I became a pescatarian at sixteen after BSE emerged and research suggested meat could harm health. The nearby tannery and abattoir smells reinforced the decision. Family and friends treated the choice as strange and audacious, expecting conformity and urging consumption of turkey at Christmas. Mealtimes became repetitive and slightly hostile, with constant questions about allowed foods. When served meat, I ate around it and maintained the diet despite accusations of seeking attention or moralising. Peers speculated about motives and practical limitations, while I upheld bodily autonomy and personal dietary agency.

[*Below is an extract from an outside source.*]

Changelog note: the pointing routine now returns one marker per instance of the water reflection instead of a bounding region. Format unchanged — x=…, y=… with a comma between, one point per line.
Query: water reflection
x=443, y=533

It was the 1980s and BSE the spread of which would soon result in a national crisis had recently appeared in the UK. Emerging evidence and research indicated that eating meat could be detrimental to a person's health. That, added to the horrific smell that wafted from the nearby tannery in Yarm and an abattoir just up the road in Stockton-on-Tees, was enough to convince me that eschewing meat was the right call.
It seems hard to imagine now, but my decision was regarded as extremely strange by my loved ones, a definite sign of audacious insurrection. Nonconformity wasn't something that was especially valued in a lower-middle-class family in the north-east of England at that time. People would have generally preferred it if I did as I was told. As a result of my unfathomable dietary preferences, mealtimes garnered a groundhog-day quality, peppered with endless, slightly hostile questions about what I would or wouldn't eat.
You'll eat a bit of turkey at Christmas, surely? family would say. No, I won't, I'd reply, again. But turkey is Christmas. Turkey is poultry. This seems like a fad. Put some meat on her plate. And so it went. But even when I was served meat, I ate around it. I stuck to my guns. To me, taking a decision on what I wanted to put in my body seemed perfectly reasonable and straightforward; after all, it was my body.